I have always regretted the impact that gambling and the lottery have had on poor communities. It seems, in my experience, that suffering, disappointment and hopelessness breed a susceptibility to “get rich quick” dreams and schemes, and I want to slash the tires on the big casino buses that park in front of the Food For Less on Jefferson at the beginning of every month. But this week I confess that I am glad that someone out there chose to play the lottery in my neighborhood. Our good friend, David, who is homeless was rummaging through the trash and found a lottery ticket worth $1,000. He saw it as a sign from God that he was being given a second chance, and he told Doug that he was going to get back in touch with the Christian ministers he used to work with at a local shelter.
I remember sitting in an evangelism class at Fuller when the professor asked us all to share examples of evangelism done badly. Hands shot up as we mocked the uninformed, unenlightened, absurd strategies and schemes we have all witnessed. We were laughing until one student threw out: “those John 3:16 signs in the end zones at football games” and another student across the room raised his hand: “that’s how I was saved.”
Doug and I have invited David to our worship services for close to three years. He has never once set foot inside any of our meeting spaces. We have ministered to him regularly on the streets: we share our faith with him; we offer him food, money and encouragement; we sit and talk with him and listen to how he is doing. But the seed grows in secret and a landfill-bound lottery ticket can be the means God chooses to speak and reveal and redeem. It is humbling, really.

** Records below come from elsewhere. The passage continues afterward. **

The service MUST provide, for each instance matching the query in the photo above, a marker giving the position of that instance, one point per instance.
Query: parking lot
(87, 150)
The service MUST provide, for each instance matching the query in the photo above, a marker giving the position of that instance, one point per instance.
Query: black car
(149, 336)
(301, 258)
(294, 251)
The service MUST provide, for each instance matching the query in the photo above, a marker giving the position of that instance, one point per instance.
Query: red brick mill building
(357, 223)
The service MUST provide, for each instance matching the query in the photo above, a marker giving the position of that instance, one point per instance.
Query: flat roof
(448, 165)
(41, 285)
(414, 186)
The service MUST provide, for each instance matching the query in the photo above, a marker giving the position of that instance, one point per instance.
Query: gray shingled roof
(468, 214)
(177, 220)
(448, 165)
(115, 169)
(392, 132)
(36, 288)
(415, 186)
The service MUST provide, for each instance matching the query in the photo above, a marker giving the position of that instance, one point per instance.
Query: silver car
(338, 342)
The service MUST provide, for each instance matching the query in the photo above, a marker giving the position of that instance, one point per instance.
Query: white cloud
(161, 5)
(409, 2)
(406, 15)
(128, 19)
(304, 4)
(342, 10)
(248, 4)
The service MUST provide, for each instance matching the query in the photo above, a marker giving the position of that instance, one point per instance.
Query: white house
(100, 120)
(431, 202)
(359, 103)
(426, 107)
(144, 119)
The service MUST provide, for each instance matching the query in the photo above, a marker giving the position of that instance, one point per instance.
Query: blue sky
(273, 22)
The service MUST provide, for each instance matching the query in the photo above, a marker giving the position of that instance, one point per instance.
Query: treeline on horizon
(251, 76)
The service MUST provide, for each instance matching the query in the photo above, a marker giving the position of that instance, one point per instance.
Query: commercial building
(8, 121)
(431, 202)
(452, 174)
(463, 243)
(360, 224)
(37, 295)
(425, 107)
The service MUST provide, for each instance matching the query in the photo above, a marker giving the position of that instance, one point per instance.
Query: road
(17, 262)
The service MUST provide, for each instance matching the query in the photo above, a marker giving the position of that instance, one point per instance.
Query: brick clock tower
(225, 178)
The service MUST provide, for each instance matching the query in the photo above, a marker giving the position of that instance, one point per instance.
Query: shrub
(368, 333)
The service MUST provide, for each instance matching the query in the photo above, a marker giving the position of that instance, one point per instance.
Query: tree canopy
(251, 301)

Very nice. It’s encouraging to realize that God is working out his own strategy in the hearts of the Davids, and our role is necessary but not the whole of what God is doing.
I’ll come back again.
Thanks, Charlie. I really enjoy your site and was pleased to see that you had visited!
I read a great sermon this week from my favorite Rabbi that drove this home:
“We read in the Psalms, ‘Unless ADONAI builds the house, its builders work in vain. Unless ADONAI guards the city, the guard keeps watch in vain’ [Psalm 127:1]. So all of our efforts at building the household of God would be futile, were it not for the intent of God that it should be built.”